只是这中年男子看到被两个盐丁押着的齐符,及他脸上的耳光印,脸色阴沉下来,沉声说道。
贾蔷皱眉还未答,齐筠就连忙上前躬身道:“父亲大人,是这样的……”
说着,简略的将事情经过如实的说了遍,并未遮掩什么。
贾蔷眉头稍舒,微微侧眸看着齐筠、齐符之父,也就是八大盐商之,齐家家主齐万年。
齐万年虽只是一介盐商,却捐了个朝廷的三品衔,仅次于齐家太爷的二品。
从气质上来看,此人倒不像商贾,而是一个读书人。
齐万年先狠狠瞪了齐符一眼,显然也没想到这个自己最宠爱的幼子,居然会干出这等蠢事来。
瞪完后,拱手对贾蔷道:“早闻世兄大名,太上皇三次褒奖,钦赐表字良臣,这等圣眷恩宠,古今罕见,亦足可见世兄之才干。原本,在下是想亲自宴请世兄,只恐世兄嫌吾年岁太高,粗笨不堪,所以就打了犬子出面。不想,这没看住的畜生也跑了出来,还惹下这样大祸。本应由世兄带回去管教,只是家中八旬老父素来溺爱此子,一日不可短缺,还请世兄网开一面,宽容一二!”
贾蔷看着齐万年将其辈分降到与他平齐,眼眸瞳孔收缩了下。
怪道齐家能做到这个地步,用能屈能伸都不足以形容。
这厮外表儒雅,看起来是饱学之士,可分明视脸皮如无物。
连不要脸都能做到这般真诚……
若贾蔷果真只是一十六岁的少年,或许根本抵挡不住这等阵势。
可他骨子里却是一个前世饱经各种反转阴谋洗礼,对陌生人能给出的信任度几乎为零的多疑之人。
看到齐万年这般,心中警惕和反感大增,第一次对这个时代真正的商人是什么德性有了初步的了解,但他知道,这个时候,却是半步都不能退的,因而皱眉道:“齐家主,令郎伤人一事,该如何处置收尾,我与德昂兄已有了共识。你现在,是准备推翻这个共识吗?”
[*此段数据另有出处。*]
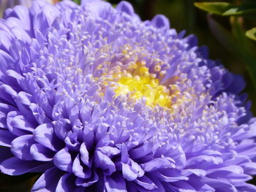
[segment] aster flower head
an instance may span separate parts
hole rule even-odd
[[[34,1],[0,20],[0,169],[32,191],[256,191],[244,82],[130,4]]]

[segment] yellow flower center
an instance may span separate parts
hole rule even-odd
[[[129,94],[135,100],[145,98],[146,104],[151,107],[171,106],[170,89],[159,84],[156,74],[149,73],[143,62],[131,64],[123,71],[116,66],[105,77],[104,81],[112,82],[110,86],[117,96]]]

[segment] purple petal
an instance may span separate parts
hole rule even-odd
[[[26,118],[16,111],[8,113],[7,122],[10,131],[17,136],[29,134],[34,130]]]
[[[30,147],[30,155],[33,159],[40,161],[53,160],[54,153],[49,148],[39,143],[33,144]]]
[[[31,191],[39,191],[39,190],[45,192],[55,191],[62,175],[63,173],[55,167],[48,169],[34,184]]]
[[[170,28],[170,23],[167,18],[162,15],[156,15],[151,20],[151,23],[156,28]]]
[[[16,157],[8,158],[0,165],[1,172],[10,175],[20,175],[27,172],[44,172],[52,166],[35,161],[23,161]]]
[[[33,160],[30,155],[30,147],[35,142],[32,134],[23,135],[12,142],[11,150],[18,158]]]
[[[56,192],[83,192],[84,188],[78,187],[75,185],[75,178],[70,173],[63,175],[59,180]]]
[[[72,172],[72,160],[67,147],[59,150],[54,155],[53,163],[59,169]]]
[[[132,5],[127,1],[121,1],[118,3],[116,6],[116,9],[121,12],[124,12],[132,16],[135,14]]]
[[[7,130],[0,130],[0,145],[10,147],[11,143],[15,137]]]
[[[105,176],[105,185],[107,192],[127,192],[125,180],[121,175],[116,174],[111,176]]]
[[[73,165],[72,169],[74,174],[78,177],[85,179],[89,178],[91,175],[91,168],[86,167],[86,166],[80,164],[79,154],[73,161]]]
[[[55,135],[52,123],[45,123],[37,127],[34,136],[37,142],[53,151],[58,151],[61,148],[61,142]]]

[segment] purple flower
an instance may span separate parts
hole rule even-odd
[[[256,191],[244,82],[126,1],[35,1],[0,20],[0,169],[32,191]]]

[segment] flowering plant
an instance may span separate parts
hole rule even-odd
[[[0,170],[31,191],[256,191],[243,79],[130,4],[34,1],[0,20]]]

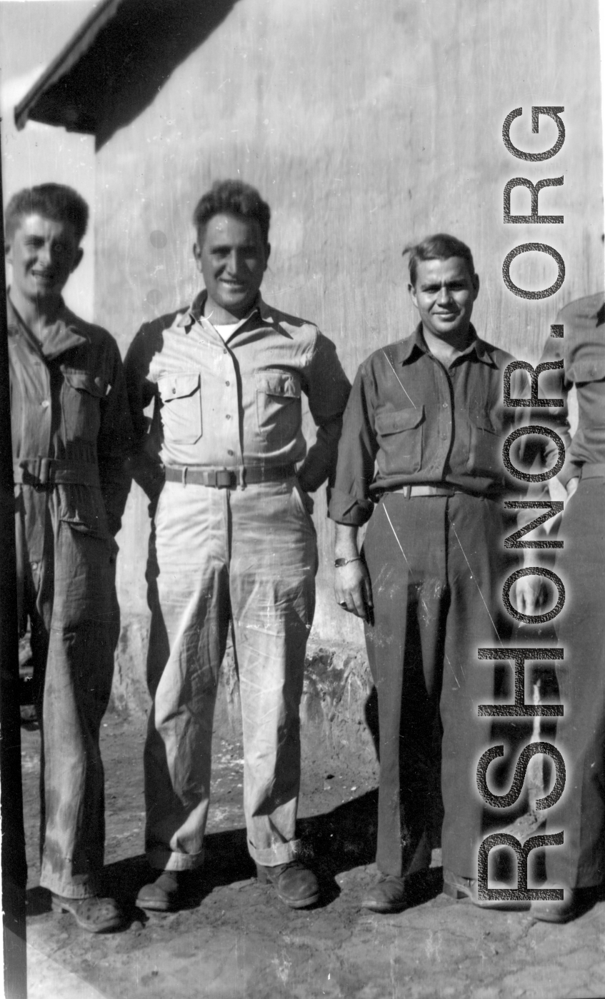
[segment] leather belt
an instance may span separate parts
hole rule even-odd
[[[258,486],[259,483],[280,483],[296,475],[296,466],[253,465],[249,469],[192,469],[187,465],[166,466],[166,482],[183,486],[208,486],[215,490],[235,490],[239,486]]]
[[[67,462],[57,458],[20,458],[13,462],[16,486],[92,486],[100,489],[99,470],[90,462]]]
[[[460,492],[453,486],[401,486],[398,490],[385,490],[386,493],[397,493],[411,500],[414,497],[453,497],[454,493]]]

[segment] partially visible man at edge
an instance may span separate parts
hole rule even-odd
[[[295,838],[299,704],[317,567],[307,494],[333,478],[350,386],[317,327],[260,296],[269,219],[254,188],[217,182],[193,219],[205,291],[189,308],[145,324],[126,358],[135,479],[153,511],[145,795],[156,877],[137,899],[150,910],[181,906],[203,862],[212,719],[230,619],[248,849],[259,878],[287,905],[319,897]],[[302,393],[318,427],[308,454]],[[143,410],[152,401],[147,437]]]
[[[502,442],[514,420],[503,372],[514,359],[471,325],[479,278],[469,248],[439,234],[407,252],[420,324],[360,366],[330,503],[336,599],[365,620],[378,692],[379,878],[362,901],[376,912],[405,908],[407,875],[430,862],[426,761],[439,713],[444,890],[477,901],[486,815],[476,766],[491,744],[477,704],[493,702],[495,675],[477,649],[511,631],[502,500],[517,487]],[[522,383],[513,383],[514,394]]]
[[[20,633],[30,628],[42,741],[40,884],[91,933],[123,921],[102,897],[99,729],[119,635],[114,535],[131,425],[114,339],[66,308],[88,207],[71,188],[18,192],[5,212]]]

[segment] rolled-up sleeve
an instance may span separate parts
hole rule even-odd
[[[351,385],[342,370],[334,344],[318,333],[309,366],[303,376],[303,391],[317,425],[317,439],[309,449],[298,473],[302,488],[309,493],[328,480],[328,500],[334,485],[342,415]]]
[[[369,487],[374,478],[377,451],[372,392],[362,365],[343,417],[336,481],[329,505],[333,520],[351,526],[360,526],[369,520],[374,508]]]

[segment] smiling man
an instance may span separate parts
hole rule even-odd
[[[179,907],[203,862],[230,622],[248,848],[259,878],[287,905],[319,896],[296,839],[299,703],[317,566],[307,494],[333,478],[350,386],[313,324],[260,297],[269,217],[254,188],[215,184],[194,213],[205,290],[190,308],[143,326],[126,359],[135,478],[153,512],[145,794],[157,876],[139,892],[145,909]],[[308,453],[303,394],[318,428]]]
[[[131,427],[112,337],[62,291],[88,208],[71,188],[20,191],[5,212],[19,626],[29,628],[42,737],[42,871],[53,909],[90,932],[122,914],[102,897],[99,728],[119,635],[114,587]]]
[[[477,337],[469,248],[452,236],[410,247],[411,337],[361,365],[345,412],[330,515],[335,593],[365,620],[378,692],[379,879],[363,900],[405,908],[407,875],[430,862],[433,733],[443,726],[444,889],[476,897],[483,804],[476,765],[490,745],[477,704],[493,670],[477,648],[509,634],[501,617],[505,479],[502,373],[513,359]],[[369,520],[362,554],[359,526]]]

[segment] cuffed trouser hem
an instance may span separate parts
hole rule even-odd
[[[173,853],[170,850],[147,850],[147,862],[159,871],[192,871],[204,862],[204,851],[199,853]]]
[[[267,846],[264,850],[257,850],[248,840],[248,851],[257,864],[263,867],[277,867],[279,864],[289,864],[291,860],[296,860],[300,854],[300,839],[290,839],[287,843],[276,843],[275,846]]]
[[[94,898],[99,894],[99,883],[96,878],[85,884],[74,884],[73,881],[61,881],[59,878],[41,877],[40,887],[62,898]]]

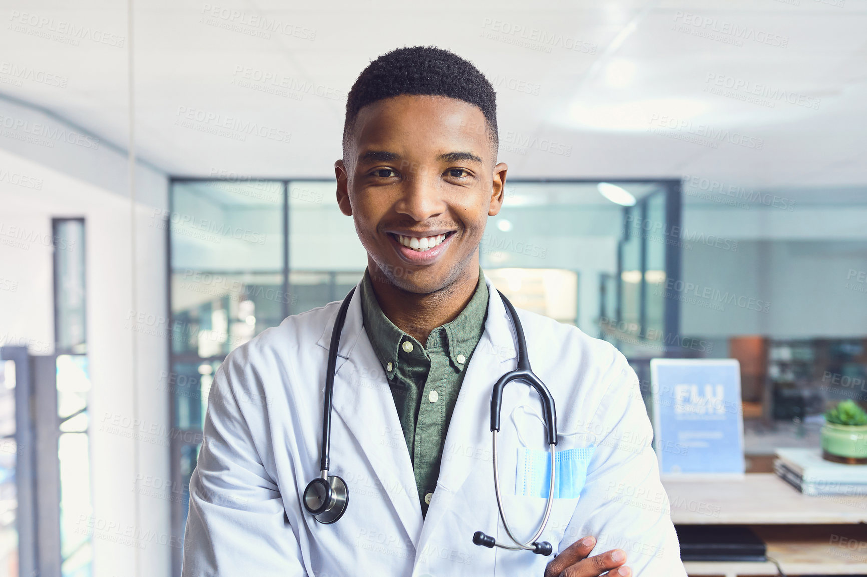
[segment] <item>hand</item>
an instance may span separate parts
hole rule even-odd
[[[626,554],[623,550],[612,549],[601,555],[588,557],[594,546],[596,539],[593,537],[572,543],[548,563],[544,577],[631,577],[632,569],[622,567],[626,562]]]

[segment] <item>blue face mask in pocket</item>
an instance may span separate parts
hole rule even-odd
[[[587,467],[596,447],[567,449],[554,453],[557,478],[555,499],[577,499],[587,481]],[[548,498],[551,484],[551,455],[547,451],[518,448],[515,495]]]

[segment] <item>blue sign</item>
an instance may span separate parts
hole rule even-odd
[[[744,474],[740,365],[733,359],[650,361],[654,448],[660,474]]]

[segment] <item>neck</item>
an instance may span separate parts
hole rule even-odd
[[[388,280],[379,267],[368,258],[371,284],[380,308],[388,320],[422,346],[437,327],[450,322],[473,298],[479,282],[479,262],[473,259],[457,278],[431,293],[404,290]]]

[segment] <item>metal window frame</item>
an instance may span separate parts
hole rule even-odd
[[[36,433],[31,415],[33,386],[30,356],[26,347],[0,347],[0,360],[15,363],[16,492],[18,533],[18,574],[37,574]]]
见贾蔷居然无动于衷,齐万年转头看向齐筠,问道:“什么共识?”
齐筠小声道:“父亲,为了不让此事牵连到齐家,儿子应下了符哥儿让良臣兄带走,不过只要薛家这位公子无事,符哥儿就会被放出来。”
齐万年目光阴沉的看着长子,问道:“那若人家不小心出了点事呢?”
齐筠摇头道:“若果真如此,符哥儿他……”
话未尽,意已明。
齐万年深深看了眼这位最为齐家太爷看重的长子,回过头看向贾蔷,道:“我齐家,愿尽最大的诚意,来补偿薛家这位公子。世兄,你看……”
贾蔷呵了声,道:“如果,齐家主实在不想让令郎被带走,也不是不行。只要……”
“只要什么?”
齐万年忙追问道。
贾蔷淡淡道:“只要令郎如同刚才出手打人那般,也被打回来一遍就好。”
见齐万年面色猛然一沉,贾蔷皱眉道:“齐家主,我与德昂兄说的明白,齐符出手伤人,此事他一人做事一人当,我不会迁怒齐家。如果你觉得,你齐万年的儿子打了人,赔点银子就能了账,这就是要和我们结仇。如果你果真想如此,没有关系,我贾家和薛家一定奉陪到底。”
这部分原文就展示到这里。